Paxton asserts Eli Lilly, in order to enhance profits, offered illegal incentives to medical providers in Texas, including “free nurses” and reimbursement support services. The inducements were allegedly designed to steer providers toward prescribing Eli Lilly’s drugs.
In many cases, the prescriptions were covered by Medicaid, resulting in millions of dollars in claims to Texas Medicaid that were tainted by Eli Lilly’s illegal marketing and quid pro quo arrangements, in violation of the Texas Health Care Program Fraud Prevention Act, according to the Office of the Attorney General.

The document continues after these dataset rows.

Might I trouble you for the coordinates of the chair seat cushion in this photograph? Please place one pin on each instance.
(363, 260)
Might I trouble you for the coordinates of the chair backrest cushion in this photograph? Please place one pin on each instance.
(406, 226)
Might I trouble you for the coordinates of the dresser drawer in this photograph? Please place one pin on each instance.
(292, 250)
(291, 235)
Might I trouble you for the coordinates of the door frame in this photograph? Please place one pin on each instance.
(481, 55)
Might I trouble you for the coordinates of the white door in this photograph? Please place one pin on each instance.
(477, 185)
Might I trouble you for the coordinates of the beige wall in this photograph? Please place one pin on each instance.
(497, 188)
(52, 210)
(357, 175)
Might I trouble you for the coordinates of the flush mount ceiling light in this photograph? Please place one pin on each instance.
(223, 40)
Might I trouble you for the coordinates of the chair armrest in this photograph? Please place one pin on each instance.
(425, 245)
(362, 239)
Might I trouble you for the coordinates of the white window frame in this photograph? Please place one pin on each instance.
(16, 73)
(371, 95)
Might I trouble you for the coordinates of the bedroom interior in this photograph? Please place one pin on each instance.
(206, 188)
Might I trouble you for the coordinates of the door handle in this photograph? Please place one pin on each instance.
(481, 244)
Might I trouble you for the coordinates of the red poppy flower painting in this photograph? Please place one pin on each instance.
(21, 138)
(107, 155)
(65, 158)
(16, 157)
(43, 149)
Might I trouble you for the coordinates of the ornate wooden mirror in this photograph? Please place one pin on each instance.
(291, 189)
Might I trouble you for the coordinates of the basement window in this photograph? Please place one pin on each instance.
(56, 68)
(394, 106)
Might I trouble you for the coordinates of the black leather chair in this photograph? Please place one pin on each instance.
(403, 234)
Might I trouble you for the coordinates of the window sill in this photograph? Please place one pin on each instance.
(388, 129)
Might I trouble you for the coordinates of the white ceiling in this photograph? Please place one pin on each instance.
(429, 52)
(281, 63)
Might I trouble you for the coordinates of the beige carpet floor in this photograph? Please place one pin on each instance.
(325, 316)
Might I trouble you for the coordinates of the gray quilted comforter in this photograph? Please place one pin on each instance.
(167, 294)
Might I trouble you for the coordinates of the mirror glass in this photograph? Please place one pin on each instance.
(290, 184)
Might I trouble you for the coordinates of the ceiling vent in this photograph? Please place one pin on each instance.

“Big Pharma compromised medical decision-making by engaging in an illegal kickback scheme,” said Paxton. “Eli Lilly fraudulently sought to maximize profits at taxpayer expense and put corporate greed over people’s health. I will not stand by while corporations unlawfully manipulate our healthcare system to line their own pockets.”
The lawsuit claims that because many covered drugs compete in a marketplace saturated with medications, Lilly needed a compelling promotional strategy to support them.
“By inducing Providers to prescribe and/or continue to prescribe the Covered Drugs in violation of Texas law, Lilly committed, and continues to commit, a number of unlawful acts in violation of the THFPA,” the suit states.
“This case is not about whether the Covered Drugs are effective—it is about whether Lilly violated Texas law by providing remuneration or items of value to induce Providers to prescribe the Covered Drugs over other drugs on the market.
The lawsuit builds upon the attorney general’s previous legal action against Eli Lilly and other major pharmaceutical companies, which he says are meant to hold drug manufacturers accountable for fraud and abuse.
The case was filed in Harrison County District Court.